Le « n’importequisme » en politique (Charles Benoist)

CANTONALES 2011 : LE CAS JUVISY-SUR-ORGE / SAVIGNY-SUR-ORGE

Au lendemain du premier tour d’une élection, c’est fou le nombre d’élus qui adressent des consignes de vote pour le second tour ! A croire que les électeurs sont des incapables et qu’ils sont dans l’impossibilité de se forger une opinion et de choisir un bulletin de vote.

C’est le cas de madame le maire de Savigny-sur-Orge qui, bien que n’étant pas candidate, prend un grand soin pour «guider» les électeurs. Elle publie, coup sur coup, deux communiqués successifs :
– un premier, le 21 mars 2011, pour dire pour qui il fallait voter (1),
– un second, le 23 mars 2011 pour expliquer que ce qu’elle a dit ne voulait pas dire ce que les électeurs ont compris qu’elle disait (2), après la publication d’un article du Parisien  dont le titre est : « La maire UMP accusée de tendre la main au FN » (3)
Vous me suivez ? On apprend ainsi pêle-mêle de troublantes évidences, que « le vote est un devoir républicain », et qu’il « ne faut pas se tromper de vote »… Intéressant, non ?

« LE N’IMPORTEQUISME »

Je livre à votre réflexion ces lignes de Charles BENOIST (4). Il décrit « le n’importequisme » qui est une des maladies de la démocratie. «En même temps qu’une indifférence qui va au dégoût par la lassitude, cet état morbide procède, sous certains de ses aspects ou dans quelques-unes de ses manifestations, d’un autre mal généralement connu et appelé tour à tour « l’envie démocratique », « l’ingratitude populaire », « la haine ou la défiance des supériorités », « le culte de l’incompétence » aboutissant, pour finir, à « la république des camarades » (p. 82).
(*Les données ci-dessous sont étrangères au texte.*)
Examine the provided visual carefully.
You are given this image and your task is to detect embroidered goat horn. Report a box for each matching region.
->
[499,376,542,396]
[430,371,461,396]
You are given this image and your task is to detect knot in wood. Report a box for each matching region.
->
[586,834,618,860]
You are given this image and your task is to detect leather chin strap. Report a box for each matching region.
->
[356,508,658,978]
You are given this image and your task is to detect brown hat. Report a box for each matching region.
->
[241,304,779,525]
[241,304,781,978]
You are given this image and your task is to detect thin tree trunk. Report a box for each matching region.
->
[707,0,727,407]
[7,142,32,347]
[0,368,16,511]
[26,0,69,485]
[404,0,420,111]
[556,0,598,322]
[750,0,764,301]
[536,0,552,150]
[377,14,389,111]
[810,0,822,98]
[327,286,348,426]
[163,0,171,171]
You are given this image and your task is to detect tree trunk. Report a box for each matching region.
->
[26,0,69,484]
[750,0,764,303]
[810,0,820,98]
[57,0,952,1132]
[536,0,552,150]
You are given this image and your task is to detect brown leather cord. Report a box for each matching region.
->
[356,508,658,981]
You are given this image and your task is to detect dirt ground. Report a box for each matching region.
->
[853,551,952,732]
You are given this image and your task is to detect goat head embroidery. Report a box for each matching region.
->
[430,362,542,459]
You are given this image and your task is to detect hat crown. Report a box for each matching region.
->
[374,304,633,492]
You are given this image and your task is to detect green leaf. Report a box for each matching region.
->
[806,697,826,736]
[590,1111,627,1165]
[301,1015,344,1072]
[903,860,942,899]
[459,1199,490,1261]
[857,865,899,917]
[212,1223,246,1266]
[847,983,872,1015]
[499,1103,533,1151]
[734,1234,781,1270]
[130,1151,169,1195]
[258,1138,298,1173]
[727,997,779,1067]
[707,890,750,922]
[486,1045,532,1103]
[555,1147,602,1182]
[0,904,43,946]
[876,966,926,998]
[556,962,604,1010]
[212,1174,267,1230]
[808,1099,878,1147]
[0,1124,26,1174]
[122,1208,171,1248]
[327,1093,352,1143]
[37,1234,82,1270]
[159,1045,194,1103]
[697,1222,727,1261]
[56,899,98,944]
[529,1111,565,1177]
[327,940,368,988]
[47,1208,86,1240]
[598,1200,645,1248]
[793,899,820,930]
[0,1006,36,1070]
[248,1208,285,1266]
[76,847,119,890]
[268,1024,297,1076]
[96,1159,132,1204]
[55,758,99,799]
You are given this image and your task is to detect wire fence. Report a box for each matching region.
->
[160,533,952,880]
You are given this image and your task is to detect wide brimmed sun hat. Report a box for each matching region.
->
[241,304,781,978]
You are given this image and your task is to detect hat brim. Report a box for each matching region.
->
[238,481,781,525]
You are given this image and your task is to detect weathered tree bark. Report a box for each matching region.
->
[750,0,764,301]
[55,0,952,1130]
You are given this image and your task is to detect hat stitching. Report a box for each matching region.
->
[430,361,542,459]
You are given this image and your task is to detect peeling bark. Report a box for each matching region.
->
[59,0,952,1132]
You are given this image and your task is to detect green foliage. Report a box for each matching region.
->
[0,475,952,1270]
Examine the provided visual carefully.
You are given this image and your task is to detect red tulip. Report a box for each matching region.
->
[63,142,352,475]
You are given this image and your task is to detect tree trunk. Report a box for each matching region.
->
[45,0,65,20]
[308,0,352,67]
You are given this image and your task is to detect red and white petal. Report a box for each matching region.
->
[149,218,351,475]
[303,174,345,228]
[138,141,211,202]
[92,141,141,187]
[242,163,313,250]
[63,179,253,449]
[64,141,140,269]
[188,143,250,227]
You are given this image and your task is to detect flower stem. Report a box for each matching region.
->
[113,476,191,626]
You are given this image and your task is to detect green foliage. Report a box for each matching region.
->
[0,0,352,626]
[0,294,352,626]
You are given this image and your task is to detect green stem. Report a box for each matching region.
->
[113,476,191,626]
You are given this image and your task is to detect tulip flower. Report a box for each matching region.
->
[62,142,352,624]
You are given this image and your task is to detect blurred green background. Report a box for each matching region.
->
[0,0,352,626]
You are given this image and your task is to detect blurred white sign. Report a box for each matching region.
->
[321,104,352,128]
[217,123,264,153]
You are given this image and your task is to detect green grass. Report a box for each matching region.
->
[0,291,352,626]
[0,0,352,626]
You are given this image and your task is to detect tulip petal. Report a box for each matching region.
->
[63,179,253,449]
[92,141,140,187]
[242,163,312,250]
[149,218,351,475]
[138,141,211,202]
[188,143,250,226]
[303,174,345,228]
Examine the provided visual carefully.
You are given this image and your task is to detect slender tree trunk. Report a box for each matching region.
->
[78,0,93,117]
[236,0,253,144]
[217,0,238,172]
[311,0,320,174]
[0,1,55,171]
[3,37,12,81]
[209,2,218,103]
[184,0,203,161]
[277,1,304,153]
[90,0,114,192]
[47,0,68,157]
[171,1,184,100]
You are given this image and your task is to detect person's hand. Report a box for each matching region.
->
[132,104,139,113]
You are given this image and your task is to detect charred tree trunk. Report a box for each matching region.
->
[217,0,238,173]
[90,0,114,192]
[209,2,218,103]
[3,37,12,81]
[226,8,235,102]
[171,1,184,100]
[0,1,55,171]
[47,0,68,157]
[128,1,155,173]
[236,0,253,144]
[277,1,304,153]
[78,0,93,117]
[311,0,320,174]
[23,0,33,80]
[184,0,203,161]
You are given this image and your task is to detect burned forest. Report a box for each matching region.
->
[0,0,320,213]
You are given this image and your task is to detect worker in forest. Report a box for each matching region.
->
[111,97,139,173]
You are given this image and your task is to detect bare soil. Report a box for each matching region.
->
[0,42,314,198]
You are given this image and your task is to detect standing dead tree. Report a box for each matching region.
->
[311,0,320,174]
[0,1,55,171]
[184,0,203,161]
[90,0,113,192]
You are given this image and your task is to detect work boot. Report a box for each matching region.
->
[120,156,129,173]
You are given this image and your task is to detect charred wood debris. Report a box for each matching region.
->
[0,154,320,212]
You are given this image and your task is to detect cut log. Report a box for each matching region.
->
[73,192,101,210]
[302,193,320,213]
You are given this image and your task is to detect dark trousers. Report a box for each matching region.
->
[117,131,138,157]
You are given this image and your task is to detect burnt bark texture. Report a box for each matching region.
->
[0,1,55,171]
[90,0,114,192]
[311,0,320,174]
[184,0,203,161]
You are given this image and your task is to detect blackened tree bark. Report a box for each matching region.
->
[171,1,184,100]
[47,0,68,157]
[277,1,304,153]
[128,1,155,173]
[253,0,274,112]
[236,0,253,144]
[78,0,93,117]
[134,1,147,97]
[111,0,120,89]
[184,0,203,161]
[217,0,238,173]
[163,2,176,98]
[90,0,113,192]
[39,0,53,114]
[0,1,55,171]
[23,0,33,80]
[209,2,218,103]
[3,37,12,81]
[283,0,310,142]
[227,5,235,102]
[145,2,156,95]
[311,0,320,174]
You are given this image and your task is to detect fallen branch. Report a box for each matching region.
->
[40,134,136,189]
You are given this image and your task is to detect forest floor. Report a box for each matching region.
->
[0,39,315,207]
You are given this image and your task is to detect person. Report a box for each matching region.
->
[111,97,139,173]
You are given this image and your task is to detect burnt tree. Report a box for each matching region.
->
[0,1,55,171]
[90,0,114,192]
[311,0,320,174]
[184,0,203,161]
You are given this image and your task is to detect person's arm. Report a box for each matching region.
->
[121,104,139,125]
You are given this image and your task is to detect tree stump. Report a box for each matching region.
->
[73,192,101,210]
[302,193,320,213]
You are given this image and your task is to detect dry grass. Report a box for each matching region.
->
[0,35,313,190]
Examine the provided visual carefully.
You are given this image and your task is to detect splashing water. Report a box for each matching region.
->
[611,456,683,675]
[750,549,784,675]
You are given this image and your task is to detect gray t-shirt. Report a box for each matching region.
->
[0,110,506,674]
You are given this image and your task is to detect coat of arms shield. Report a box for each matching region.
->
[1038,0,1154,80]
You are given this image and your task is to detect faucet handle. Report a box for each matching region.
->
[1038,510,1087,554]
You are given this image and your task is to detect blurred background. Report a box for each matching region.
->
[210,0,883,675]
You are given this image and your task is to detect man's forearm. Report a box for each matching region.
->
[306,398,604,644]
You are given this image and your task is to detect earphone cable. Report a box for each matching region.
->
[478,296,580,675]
On comprend l’embarras de ceux qui veulent donner des consignes de vote aux électeurs. Il se trouve que Charles BENOIST, qui a dénoncé « l’art de capter le suffrage et le pouvoir», écrit : « A la racine du mal, nous retrouvons toujours l’électorat. L’élection devrait être un choix. Elle n’en est pas un. Mais, sans s’approprier, pour juger une liste de candidats, le langage sévère de l’anglais, John Stuart MILL parlant de « la demi-douzaine d’oranges gâtées qui composent peut-être tout l’assortiment du marché local », il faut avouer que le choix est parfois difficile. Si toutes les oranges ne sont pas gâtées, beaucoup ne sont pas mures ; et ce ne sont pas les meilleures qui sont le plus demandées» (p. 86).

LA CONDITION DÉCEPTIVE DE LA DÉMOCRATIE

Charles BENOIST concluait « Ceux-là ou d’autres, n’importe quoi, n’importe quand, n’importe où, n’importe comment. Ainsi se contracte, s’étend et se propage le n’importequisme». Il s’agit de ce que Myriam REVAULT D’ALLONNES nomme aujourd’hui la condition déceptive de la démocratie « l’expérience démocratique fait de nous des sujets qui ne veulent pas être ainsi gouvernés : « pas comme ça, pas pour ça, par par eux » (7).

« Pas comme ça, pas pour ça, pas par eux». Beau titre pour un programme !

RÉFÉRENCES

1. SPICHER-BERNIER Laurence, «Au coeur de la 7e circonscription», www.les amisdelaurence.fr.
2. SPICHER-BERNIER Laurence, «Osons un discours franc !», www.lesamisdelaurence.fr.
3. « Savigny-sur-Orge/Juvisy-sur-Orge, « La maire UMP accusée de tendre la main au FN », Le Parisien Essonne-matin, 23 mars 2011.
4. Le Parisien Essonne-matin, 24 mars 2011.
5. BENOIST Charles, Les maladies de la démocratie, l’art de capter le suffrage et le pouvoir, Éditions Prométhée, Paris, 1929, 275 p.
6. Ibidem.
7. REVAULT D’ALLONNES Myriam, Pourquoi nous n’aimons pas la démocratie, Seuil, 2010, 148 p.